Processing this ID is inefficient so I am wondering if there is a way to convert the string ID to a numeric ID and being able to convert it back to the string if I need to? I may have millions of ID's on my data set and new ones coming in every month.
Thoughts on the approach is greatly appreciated. Thanks in advance.
03-09-2015 11:05 AM
I might ask why you need to actually concatenate the variables. Most report and analysis procedures can use multiple variables for the roll of an ID with CLASS, BY or just using all the variables. If the sole reason is to reduce the number of variables you are referencing in code you might want to consider the complexities of maintaining this process. And a 100 character string is likely to have all sorts of issues fitting into the precision of SAS numeric variables of 12 or 16 digits depending on system.
03-09-2015 11:40 AM
Yes, mainly because it is much easier to handle.
One of the encrypted variables refers to a 'family' and with the concatenation of 2 other variables, I am able to identify a 'member' within the family. For analytics, I will have 2 levels for analysis, the 'Family' and the 'Member'.
The Member_ID is what i'm looking to convert to a numeric ID if possible..
03-09-2015 11:53 AM
You may be better off using distinct lists and code values, much like an RDBMs. I.e. family a = 1, family b=2 .. Do that for each shrinkable data item, then use the code rather than the full text. So to add:
In this example, the first two characters represent 1 which is family a, the next 3 represent individual within that family etc. You can build up quite complex id's from just simple related numeric id's. To get back to character data, just left join familiy on input(substr(id,1,2),best.)=family_id.
03-09-2015 12:02 PM
Not sure how you will work on this concatenated ID value in practice. But I'm just data modeler, not an analyst.

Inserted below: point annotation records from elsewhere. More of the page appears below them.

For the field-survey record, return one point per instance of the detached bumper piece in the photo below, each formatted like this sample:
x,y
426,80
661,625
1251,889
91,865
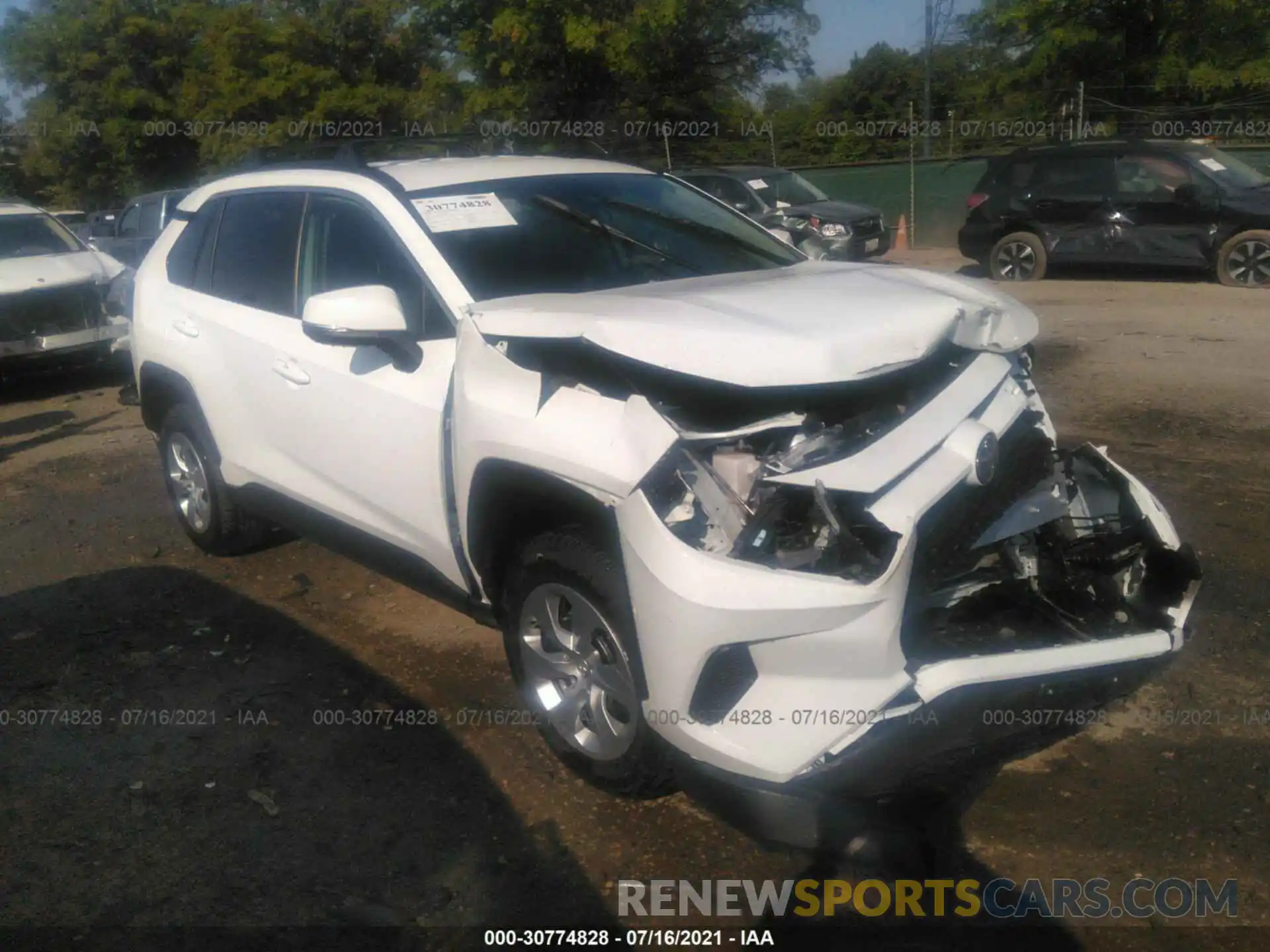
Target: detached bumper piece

You could out of the box hash your key, that will give you a 16 byte instead of 24 byte.
You could also hash concatenated keys (ID), which will also be 16 bytes, independent of how long your input is.

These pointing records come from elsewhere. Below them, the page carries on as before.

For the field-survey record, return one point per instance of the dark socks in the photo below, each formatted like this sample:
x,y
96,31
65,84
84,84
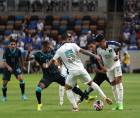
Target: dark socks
x,y
22,87
38,96
77,91
4,90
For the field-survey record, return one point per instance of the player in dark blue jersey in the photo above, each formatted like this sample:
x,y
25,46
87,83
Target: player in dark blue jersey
x,y
13,59
100,75
50,74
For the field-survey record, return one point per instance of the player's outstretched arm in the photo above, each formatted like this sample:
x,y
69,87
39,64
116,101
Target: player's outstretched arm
x,y
89,53
52,61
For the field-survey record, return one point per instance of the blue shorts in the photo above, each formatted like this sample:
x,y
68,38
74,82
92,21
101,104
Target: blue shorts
x,y
7,74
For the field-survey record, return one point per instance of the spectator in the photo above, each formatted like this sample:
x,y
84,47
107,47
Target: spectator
x,y
126,62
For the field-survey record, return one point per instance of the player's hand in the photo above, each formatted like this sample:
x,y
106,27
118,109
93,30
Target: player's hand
x,y
104,69
98,58
116,58
9,69
45,65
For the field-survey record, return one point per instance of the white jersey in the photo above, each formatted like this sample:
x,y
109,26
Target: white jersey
x,y
68,53
109,54
1,53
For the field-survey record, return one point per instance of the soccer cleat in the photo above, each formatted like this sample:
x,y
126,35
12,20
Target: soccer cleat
x,y
39,107
75,109
115,108
91,99
61,103
120,106
24,97
4,99
108,101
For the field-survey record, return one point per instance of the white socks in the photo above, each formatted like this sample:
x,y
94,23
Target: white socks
x,y
71,98
61,94
118,93
98,89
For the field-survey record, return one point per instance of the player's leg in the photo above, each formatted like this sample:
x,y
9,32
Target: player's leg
x,y
20,78
44,83
61,94
115,77
117,89
61,80
87,79
63,71
6,79
98,79
70,83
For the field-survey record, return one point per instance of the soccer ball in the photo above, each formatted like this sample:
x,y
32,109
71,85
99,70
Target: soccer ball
x,y
98,105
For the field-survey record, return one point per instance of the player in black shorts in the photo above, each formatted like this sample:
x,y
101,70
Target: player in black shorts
x,y
100,75
50,74
13,59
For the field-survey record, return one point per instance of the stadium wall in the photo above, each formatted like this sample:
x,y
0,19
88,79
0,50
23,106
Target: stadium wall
x,y
134,60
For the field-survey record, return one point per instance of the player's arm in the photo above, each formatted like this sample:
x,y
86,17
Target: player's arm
x,y
85,52
54,60
29,56
5,63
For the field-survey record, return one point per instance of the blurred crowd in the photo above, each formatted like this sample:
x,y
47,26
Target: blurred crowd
x,y
131,27
48,5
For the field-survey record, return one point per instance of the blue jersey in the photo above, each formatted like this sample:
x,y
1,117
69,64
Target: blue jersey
x,y
12,57
44,57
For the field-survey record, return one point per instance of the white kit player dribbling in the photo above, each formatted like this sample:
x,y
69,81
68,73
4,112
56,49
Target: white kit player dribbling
x,y
108,52
68,53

To trace it backwards, you need to store a look-up table with original - hashed-value pairs.
See MD5() function.
The data model way of solving this would be to have a master ID table.
The a relation table that hold the connections information between ID, e.g. families.
03-09-2015 02:02 PM
Thank you. I like this idea, I will give it a shot.

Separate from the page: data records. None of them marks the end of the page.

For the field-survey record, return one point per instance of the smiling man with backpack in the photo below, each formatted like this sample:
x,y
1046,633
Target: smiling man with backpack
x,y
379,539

Maybe a dumb question, but would this solution be able to consider the addition of new ID's on a monthly basis without duplication?
I'm new to this, so thinking out loud I am imagining a process that will look like:
1. Setup up first initial hash lookup table on existing dataset
a. output of a hashed-value pair
2. On a monthly basis I receive a data feed
3. Append the data to my master table
3. Run the hashing program
a.only new id's will be generated into the hash table
4. Rollup my analytic dataset by numeric hash ids
does that make sense?
03-09-2015 02:37 PM
To avoid duplication, add only new Id's. Perhaps using MODIFY BY or any other method of choice.
Exactly how/when to create the hash value, you have to figure out for yourself - it could be done in the same step when updating the master table (not by append!)
And small correction: a hash result (from MD5) is a 128 bit-stream, not a plain numerical value. You store it in SAS in a 16 byte char variable, and perhaps using a HEX32. as format for better visualization.